Particolare della copertura.

Con lo pseudonimo Monsieur Croche, Claude Debussy, negli stessi anni di Guimard, soleva pubblicare i suoi pensieri sulla musica e sull’arte in generale.
È nota la sua critica alla forma musicale tradizionale della “sinfonia” o della “sonata” paradigmi per tutte le forme musicali precedenti codificate in scuole o tendenze.
Anche nella sua opera, contro il classicismo, il romanticismo e ogni altro “ismo” è forte il richiamo alla natura intesa non come statica raffigurazione ma come espressione vitale in movimento.
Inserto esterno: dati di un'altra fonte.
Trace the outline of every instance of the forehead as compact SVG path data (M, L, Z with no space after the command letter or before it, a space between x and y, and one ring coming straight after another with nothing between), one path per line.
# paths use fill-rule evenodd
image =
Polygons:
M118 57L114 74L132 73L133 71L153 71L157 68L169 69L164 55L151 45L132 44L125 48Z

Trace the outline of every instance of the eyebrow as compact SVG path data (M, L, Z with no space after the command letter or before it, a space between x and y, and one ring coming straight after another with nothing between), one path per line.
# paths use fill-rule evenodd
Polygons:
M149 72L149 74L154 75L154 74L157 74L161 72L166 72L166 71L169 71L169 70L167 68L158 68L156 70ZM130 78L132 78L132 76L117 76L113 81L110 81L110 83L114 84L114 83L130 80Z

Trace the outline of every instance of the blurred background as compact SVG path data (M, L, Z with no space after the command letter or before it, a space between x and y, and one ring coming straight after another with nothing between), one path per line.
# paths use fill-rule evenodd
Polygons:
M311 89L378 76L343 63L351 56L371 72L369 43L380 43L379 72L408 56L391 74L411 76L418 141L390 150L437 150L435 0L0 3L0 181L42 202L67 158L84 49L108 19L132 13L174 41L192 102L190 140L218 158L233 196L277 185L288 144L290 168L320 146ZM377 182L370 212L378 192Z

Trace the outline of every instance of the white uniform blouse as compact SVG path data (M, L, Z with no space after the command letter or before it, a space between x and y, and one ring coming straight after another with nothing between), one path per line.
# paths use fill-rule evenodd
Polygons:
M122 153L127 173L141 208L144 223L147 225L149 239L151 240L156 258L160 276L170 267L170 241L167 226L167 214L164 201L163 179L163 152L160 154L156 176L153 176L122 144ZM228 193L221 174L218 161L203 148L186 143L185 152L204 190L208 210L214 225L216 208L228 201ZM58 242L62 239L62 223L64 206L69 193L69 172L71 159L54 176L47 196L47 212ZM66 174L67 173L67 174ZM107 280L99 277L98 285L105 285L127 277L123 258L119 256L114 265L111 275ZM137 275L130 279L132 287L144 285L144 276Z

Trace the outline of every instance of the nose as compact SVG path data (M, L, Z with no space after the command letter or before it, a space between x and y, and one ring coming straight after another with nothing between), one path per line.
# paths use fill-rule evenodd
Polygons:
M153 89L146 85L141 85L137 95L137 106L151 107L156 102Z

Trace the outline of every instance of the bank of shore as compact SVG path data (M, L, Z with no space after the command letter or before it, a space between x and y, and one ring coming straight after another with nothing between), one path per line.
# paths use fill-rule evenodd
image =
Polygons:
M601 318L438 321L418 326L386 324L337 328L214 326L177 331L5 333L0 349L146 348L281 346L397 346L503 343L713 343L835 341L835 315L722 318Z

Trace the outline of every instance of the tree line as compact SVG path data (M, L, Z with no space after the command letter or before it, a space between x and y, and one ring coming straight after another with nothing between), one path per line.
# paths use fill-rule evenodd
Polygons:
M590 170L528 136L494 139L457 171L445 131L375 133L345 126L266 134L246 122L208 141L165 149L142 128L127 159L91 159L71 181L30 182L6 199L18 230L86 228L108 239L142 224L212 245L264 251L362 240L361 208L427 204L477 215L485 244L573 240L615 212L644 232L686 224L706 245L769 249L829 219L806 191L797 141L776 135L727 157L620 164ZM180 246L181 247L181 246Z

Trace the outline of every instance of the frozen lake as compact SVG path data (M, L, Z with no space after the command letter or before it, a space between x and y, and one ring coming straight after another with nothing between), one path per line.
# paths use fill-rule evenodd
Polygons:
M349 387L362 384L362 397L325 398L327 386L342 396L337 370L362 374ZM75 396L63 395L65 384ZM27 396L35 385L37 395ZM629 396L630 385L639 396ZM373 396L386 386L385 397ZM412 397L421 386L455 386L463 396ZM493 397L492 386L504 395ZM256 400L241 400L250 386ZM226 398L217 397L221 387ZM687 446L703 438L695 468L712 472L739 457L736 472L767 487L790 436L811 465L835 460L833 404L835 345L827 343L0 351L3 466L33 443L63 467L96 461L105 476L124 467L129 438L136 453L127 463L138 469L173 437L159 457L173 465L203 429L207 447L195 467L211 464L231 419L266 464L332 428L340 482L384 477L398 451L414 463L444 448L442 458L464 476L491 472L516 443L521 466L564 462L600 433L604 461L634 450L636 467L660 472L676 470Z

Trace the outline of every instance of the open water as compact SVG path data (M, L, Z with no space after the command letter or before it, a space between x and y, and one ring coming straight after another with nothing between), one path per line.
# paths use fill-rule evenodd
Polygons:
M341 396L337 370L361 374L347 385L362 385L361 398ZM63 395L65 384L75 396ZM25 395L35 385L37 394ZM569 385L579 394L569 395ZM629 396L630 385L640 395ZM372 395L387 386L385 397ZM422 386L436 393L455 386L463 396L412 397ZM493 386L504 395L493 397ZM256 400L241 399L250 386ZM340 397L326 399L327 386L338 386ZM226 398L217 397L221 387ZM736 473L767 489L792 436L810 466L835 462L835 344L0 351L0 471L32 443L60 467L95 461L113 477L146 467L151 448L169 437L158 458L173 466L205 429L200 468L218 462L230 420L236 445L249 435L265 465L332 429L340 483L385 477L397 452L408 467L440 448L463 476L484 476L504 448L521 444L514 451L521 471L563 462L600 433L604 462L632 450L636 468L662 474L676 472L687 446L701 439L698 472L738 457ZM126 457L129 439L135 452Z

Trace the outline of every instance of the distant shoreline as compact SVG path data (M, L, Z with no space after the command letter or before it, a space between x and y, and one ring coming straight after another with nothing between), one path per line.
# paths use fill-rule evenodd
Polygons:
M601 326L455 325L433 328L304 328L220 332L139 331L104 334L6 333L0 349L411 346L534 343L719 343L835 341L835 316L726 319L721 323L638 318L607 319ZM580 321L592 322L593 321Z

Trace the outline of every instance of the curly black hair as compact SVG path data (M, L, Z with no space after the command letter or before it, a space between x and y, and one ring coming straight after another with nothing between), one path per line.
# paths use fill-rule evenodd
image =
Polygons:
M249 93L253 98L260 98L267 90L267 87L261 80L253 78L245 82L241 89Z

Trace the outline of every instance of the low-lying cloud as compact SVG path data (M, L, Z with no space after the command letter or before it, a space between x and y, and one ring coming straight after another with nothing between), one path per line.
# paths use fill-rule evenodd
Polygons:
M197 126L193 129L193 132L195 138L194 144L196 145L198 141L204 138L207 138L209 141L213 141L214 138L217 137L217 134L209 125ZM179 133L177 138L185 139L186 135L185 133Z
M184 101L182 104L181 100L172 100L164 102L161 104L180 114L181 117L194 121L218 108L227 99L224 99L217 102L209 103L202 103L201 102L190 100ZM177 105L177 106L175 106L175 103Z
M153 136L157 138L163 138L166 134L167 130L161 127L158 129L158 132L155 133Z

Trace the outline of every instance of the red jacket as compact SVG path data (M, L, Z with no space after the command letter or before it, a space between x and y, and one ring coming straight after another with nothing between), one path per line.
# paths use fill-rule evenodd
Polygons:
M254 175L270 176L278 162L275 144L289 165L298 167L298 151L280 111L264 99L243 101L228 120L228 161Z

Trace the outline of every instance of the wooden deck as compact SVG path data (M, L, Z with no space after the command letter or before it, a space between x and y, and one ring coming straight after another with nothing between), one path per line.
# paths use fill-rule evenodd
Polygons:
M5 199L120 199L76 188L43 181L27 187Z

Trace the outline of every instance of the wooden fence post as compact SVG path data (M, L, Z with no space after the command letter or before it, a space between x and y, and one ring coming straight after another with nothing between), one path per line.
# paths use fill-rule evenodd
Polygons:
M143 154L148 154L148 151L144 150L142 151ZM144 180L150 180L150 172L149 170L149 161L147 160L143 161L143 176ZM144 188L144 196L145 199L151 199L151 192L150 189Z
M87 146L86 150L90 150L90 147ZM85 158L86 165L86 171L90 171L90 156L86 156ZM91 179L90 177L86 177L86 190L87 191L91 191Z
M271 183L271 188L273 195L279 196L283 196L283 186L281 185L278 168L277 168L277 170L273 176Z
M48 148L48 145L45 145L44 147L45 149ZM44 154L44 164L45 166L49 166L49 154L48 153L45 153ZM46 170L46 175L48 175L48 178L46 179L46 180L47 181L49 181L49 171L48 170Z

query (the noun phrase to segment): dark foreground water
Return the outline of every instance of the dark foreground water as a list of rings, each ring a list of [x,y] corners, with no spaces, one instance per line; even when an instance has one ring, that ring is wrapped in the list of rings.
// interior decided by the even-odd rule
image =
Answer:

L’assenza di linee rette nelle stazioni della metropolitana parigina e più in generale i temi dell’Art Nouveau, vengono espressi con il termine “eleganza rettilinea, con cui egli esprime anche una forte critica alla prevedibilità della forma sonata o della sinfonia.
La musica di Debussy è innovativa, fatta di brevi immagini, di suoni utilizzati come colori. Viene avvicinato all’Impressionismo ma lui stesso rifiutava questo accostamento. Alla musica tradizionale contrappone “l’arabesco musicale o piuttosto quel principio dell’ornamento che è la base di tutti i tipi di arte”.